The Story
Why it exists.
The beginning
Jacques Cavallier Belletrud returned to the Aqva concept in 2008 with one goal: make the Mediterranean literal. Where the original Aqva Pour Homme had mined deep ocean minerality, the Marine edition went shallower, closer to shore, closer to the surface where light hits water and scatters. Belletrud worked with Posidonia Oceanica, the seagrass endemic to the Mediterranean, giving the fragrance a biological anchor rather than a synthetic approximation. The idea wasn't to smell like water. It was to smell like the coast at a specific hour, with a specific kind of green underneath the salt.
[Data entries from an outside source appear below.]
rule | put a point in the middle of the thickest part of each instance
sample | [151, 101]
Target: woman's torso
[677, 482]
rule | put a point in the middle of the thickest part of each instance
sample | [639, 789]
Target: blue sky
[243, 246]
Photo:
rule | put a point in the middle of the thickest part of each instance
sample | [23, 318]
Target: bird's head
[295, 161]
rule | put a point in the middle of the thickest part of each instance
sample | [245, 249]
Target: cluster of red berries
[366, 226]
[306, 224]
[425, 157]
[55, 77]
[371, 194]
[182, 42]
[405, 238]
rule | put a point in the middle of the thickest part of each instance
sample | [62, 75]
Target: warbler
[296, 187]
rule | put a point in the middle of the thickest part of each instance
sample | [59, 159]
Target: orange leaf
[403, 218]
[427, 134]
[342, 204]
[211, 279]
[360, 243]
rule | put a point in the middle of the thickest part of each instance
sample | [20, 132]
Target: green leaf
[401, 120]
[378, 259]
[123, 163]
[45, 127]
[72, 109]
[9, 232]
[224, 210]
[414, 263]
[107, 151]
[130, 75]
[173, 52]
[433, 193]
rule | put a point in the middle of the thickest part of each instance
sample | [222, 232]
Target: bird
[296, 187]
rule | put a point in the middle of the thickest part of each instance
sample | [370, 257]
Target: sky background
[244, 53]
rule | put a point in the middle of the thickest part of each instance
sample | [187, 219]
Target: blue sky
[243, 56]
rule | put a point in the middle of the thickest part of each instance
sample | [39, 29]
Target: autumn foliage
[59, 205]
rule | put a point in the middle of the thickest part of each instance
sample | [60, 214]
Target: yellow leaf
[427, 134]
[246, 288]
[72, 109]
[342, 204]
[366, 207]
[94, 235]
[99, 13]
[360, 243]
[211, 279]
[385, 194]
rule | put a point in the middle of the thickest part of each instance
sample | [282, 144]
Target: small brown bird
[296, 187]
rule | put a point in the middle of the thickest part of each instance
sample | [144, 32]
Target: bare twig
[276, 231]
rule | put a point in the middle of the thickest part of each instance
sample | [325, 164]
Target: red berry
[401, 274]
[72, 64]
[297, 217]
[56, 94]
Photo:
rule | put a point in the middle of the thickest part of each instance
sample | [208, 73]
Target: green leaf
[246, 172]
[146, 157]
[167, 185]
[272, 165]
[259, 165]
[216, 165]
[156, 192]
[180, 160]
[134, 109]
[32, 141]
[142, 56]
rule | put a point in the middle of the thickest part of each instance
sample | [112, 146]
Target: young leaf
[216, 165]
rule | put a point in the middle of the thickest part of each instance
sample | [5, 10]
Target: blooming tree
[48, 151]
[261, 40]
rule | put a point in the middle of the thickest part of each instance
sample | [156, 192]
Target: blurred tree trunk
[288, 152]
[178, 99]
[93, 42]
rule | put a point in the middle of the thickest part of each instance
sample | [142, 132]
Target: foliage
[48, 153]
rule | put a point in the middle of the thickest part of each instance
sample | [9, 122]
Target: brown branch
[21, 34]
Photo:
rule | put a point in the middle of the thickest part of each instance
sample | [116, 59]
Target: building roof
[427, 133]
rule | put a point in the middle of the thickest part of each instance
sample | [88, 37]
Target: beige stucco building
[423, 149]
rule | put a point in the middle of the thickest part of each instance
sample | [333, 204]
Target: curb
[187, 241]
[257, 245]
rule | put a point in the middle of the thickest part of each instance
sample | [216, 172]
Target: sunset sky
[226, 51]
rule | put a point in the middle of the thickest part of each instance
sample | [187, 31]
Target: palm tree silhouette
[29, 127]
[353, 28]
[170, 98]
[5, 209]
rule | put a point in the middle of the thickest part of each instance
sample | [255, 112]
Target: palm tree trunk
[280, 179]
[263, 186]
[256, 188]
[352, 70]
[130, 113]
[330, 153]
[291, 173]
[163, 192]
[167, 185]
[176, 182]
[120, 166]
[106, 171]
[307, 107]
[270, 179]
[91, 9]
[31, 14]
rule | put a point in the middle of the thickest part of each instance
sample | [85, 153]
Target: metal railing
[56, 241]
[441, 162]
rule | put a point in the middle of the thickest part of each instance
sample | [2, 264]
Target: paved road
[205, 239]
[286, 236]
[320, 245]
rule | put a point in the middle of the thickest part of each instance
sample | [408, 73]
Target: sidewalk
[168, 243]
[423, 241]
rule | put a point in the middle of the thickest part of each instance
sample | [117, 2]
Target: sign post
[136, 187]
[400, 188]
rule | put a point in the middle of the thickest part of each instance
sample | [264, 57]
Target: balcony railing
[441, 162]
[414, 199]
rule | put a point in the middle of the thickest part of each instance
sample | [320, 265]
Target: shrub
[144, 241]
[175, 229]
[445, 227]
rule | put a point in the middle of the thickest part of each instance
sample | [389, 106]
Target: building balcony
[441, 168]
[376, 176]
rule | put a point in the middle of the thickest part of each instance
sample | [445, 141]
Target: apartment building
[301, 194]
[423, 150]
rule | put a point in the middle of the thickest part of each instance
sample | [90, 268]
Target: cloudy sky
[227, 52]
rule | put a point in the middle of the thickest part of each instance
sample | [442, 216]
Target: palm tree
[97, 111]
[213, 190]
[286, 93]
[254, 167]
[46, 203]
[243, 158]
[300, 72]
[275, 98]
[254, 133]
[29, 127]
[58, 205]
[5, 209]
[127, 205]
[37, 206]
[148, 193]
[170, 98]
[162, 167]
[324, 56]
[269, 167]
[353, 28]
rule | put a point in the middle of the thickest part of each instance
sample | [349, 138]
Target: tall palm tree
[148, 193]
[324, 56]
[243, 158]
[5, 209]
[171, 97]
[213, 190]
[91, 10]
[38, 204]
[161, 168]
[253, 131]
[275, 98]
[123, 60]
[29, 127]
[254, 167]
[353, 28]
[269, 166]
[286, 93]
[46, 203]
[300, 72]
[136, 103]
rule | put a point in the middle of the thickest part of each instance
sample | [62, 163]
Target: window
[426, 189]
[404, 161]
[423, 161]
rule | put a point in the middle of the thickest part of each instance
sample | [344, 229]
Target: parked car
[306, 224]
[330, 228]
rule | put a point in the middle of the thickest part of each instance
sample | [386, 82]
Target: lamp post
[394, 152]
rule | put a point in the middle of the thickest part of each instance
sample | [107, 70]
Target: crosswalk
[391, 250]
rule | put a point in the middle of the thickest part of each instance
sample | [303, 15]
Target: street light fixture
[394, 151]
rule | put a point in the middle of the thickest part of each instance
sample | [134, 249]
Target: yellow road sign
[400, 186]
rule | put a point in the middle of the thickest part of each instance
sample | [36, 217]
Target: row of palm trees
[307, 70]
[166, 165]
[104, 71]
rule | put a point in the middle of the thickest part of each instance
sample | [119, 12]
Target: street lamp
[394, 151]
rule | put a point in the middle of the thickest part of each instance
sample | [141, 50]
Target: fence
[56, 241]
The choice of Posidonia Oceanica is what separates this from the line of 2000s aquatics that relied on calone and dihydromyrcenol to simulate ocean. Seaweed has weight. Minerality. A green, living quality that salt alone can't manufacture. Belletrud paired it with rosemary, an unexpected choice for an aquatic, but one that anchors the marine element in the herbal landscape of the Mediterranean coast rather than letting it float into abstraction. The petitgrain in the top adds a slightly bitter, floral citrus that reads masculine without being aggressive. It's the kind of quiet confidence that doesn't announce itself.
The evolution
The opening hits fast, citrus burst, grapefruit brightness, that immediate rush of something fresh and alive. Within minutes, the marine element arrives and the character shifts: cooler, deeper, with an almost tidal quality that softens the citrus edges. The seaweed in the heart is where this fragrance makes its statement. Not aggressive, but present, a green, mineral undertow that keeps the aquatic notes from feeling like a hotel lobby. Rosemary adds a sun-dried herb quality that grounds the marine element in something terrestrial. By the drydown, cedarwood takes over, dry and warm, with amber adding a whisper of warmth before the salt fades entirely. On skin, expect 4-6 hours. The sillage stays moderate throughout, close enough to notice if someone leans in, never loud enough to announce itself across a room.
Cultural impact
Aqva Marine arrived in 2008 at peak aquatic season, the era of Acqua di Gio, Cool Water, and every department store brand throwing calone at a bottle and calling it ocean. It stood apart by refusing the obvious path. Where competitors chased synthetic freshness, Belletrud went biological: Posidonia Oceanica, real rosemary, cedarwood with actual weight. The fragrance earned quiet devotion rather than headlines. It's the scent people request by name years later, the one that still smells right in a market that's moved on to other trends.